Imagens de Gerald Matzka / Getty
Halford juntou-se a Morello e Dunn na conferência de imprensa da Berlinale e observou que não evita a política em sua música.
“Tem sido impossível para mim, como letrista, não evitar ver coisas no mundo que me afetam, que me deixam chateado e pensando: existe uma maneira de colocar isso em uma música? E tenho feito isso desde sempre… Eu realmente tenho que me controlar porque à medida que envelheço, fico mais irritado com o mundo”, disse ele, acrescentando uma aparente referência à comunidade LGBTQ. “Fiquei mais irritado com a injustiça, especialmente com relação ao meu próprio povo, que ainda sofre e não recebe os direitos humanos que absolutamente merece. Não estou falando da Alemanha, estou falando da Arábia Saudita, do Irã e de outras partes do mundo onde pessoas como eu são usadas e abusadas de maneiras horríveis. Então, tento o meu melhor para evitar esse tipo de mensagem explícita, mas ela está lá. Está lá, e isso me dá algum conforto de que não estou me decepcionando conscientemente em assuntos que significam muito para mim e me irrita.
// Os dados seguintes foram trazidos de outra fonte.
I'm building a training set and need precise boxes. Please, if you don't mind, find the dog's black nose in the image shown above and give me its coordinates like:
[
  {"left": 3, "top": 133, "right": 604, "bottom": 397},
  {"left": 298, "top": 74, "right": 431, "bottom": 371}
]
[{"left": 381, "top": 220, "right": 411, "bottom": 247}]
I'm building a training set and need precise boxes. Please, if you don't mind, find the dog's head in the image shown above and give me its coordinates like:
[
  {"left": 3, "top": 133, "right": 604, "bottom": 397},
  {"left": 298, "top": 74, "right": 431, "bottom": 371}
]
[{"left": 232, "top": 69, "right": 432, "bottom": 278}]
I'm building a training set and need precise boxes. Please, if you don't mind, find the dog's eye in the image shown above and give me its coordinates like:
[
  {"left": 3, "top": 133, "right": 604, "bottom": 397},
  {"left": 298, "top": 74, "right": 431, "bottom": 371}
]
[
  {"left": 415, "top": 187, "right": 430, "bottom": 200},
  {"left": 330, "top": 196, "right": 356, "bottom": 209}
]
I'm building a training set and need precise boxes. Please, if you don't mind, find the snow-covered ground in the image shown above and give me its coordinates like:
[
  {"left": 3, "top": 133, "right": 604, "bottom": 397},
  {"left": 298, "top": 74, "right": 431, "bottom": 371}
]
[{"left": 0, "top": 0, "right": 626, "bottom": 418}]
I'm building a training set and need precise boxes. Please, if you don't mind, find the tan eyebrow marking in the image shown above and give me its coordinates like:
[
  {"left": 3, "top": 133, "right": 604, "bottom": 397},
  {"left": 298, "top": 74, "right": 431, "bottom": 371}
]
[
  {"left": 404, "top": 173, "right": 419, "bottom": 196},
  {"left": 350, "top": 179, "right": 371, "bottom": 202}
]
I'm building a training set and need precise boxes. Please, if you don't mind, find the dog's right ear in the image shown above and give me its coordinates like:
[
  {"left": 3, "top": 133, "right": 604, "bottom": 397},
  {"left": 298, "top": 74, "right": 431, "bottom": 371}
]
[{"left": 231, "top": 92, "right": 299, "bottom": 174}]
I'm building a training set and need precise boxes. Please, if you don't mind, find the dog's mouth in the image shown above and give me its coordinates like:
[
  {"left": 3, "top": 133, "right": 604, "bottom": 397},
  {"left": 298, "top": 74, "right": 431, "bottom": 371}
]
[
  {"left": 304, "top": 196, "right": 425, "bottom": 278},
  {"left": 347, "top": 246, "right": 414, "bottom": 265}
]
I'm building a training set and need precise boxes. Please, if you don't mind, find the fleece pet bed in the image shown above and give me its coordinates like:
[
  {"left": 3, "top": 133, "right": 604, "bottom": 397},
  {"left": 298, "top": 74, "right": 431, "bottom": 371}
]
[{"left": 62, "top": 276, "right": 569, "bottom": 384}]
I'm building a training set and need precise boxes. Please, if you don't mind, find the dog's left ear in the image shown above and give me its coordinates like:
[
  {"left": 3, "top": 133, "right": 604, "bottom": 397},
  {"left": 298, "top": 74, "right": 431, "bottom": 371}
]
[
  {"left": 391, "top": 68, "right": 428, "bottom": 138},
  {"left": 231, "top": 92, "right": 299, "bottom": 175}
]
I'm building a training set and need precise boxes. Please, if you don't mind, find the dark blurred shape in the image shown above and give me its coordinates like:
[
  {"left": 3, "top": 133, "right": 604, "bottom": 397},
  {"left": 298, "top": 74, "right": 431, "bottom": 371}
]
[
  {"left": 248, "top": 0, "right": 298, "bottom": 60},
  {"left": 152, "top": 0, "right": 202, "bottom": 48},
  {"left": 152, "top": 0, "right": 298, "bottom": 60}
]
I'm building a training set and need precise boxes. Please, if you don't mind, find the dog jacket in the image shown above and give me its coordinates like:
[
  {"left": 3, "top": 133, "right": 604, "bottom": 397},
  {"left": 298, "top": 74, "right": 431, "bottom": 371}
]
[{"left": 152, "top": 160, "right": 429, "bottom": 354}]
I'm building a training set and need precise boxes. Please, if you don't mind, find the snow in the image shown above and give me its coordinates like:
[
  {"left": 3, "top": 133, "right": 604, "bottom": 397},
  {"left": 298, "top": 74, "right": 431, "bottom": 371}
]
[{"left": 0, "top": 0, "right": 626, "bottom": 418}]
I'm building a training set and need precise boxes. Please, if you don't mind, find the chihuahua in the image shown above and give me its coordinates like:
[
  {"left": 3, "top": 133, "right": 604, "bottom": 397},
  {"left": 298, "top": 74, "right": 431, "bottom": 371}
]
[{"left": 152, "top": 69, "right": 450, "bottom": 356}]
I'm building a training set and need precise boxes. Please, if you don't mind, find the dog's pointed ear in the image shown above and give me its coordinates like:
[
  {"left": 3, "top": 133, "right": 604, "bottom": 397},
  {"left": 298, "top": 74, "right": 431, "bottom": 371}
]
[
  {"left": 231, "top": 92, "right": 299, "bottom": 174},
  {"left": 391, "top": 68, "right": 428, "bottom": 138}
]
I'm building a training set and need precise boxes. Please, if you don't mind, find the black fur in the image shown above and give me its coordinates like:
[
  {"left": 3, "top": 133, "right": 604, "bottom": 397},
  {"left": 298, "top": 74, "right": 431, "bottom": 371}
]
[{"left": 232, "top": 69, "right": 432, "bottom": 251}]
A programação do festival de cinema diz sobre o documentário: “[T]O filme captura como o Judas Priest definiu o som e a aparência do metal, e também o tornou mais inclusivo. Sexualidade, censura, comunidade – A balada de Judas Priest fala diretamente ao nosso momento atual.”
O falecido Ozzy Osbourne, Metallica, Run-DMC e o cofundador do Smashing Pumpkins, Billy Corgan, estão entre os artistas proeminentes que aparecem no documentário. O mesmo acontece com Jack Black, o ator e músico.
“Jack Black, com quem jogo Dungeons & Dragons todas as semanas, é [in the movie]ele é espetacular”, observou Morello. “Ele é um reforço da cena – surpresa, surpresa.”
Morello comentou: “Há dois objetivos em fazer este filme. Um era entregar o produto aos fãs do Judas Priest. Os fãs do Judas Priest amam e estão comprometidos com esta banda, e queríamos dar a eles um filme que iria verificar cada caixa para eles. O outro objetivo era que se você nunca ouviu uma nota da música do Judas Priest, talvez você tenha ouvido vagamente o nome uma ou duas vezes, os temas narrativos nisso, as histórias humanas são tão convincentes que não importa se você [don’t] gosto de heavy metal, não gosto nem um pouco da música do Judas Priest, que as histórias dessas pessoas e seus 50 anos juntos e as maneiras como eles moldaram e mudaram a cultura por si só são uma história grande o suficiente para ser contada, mesmo que eles não tenham sido uma das maiores bandas de heavy metal de todos os tempos.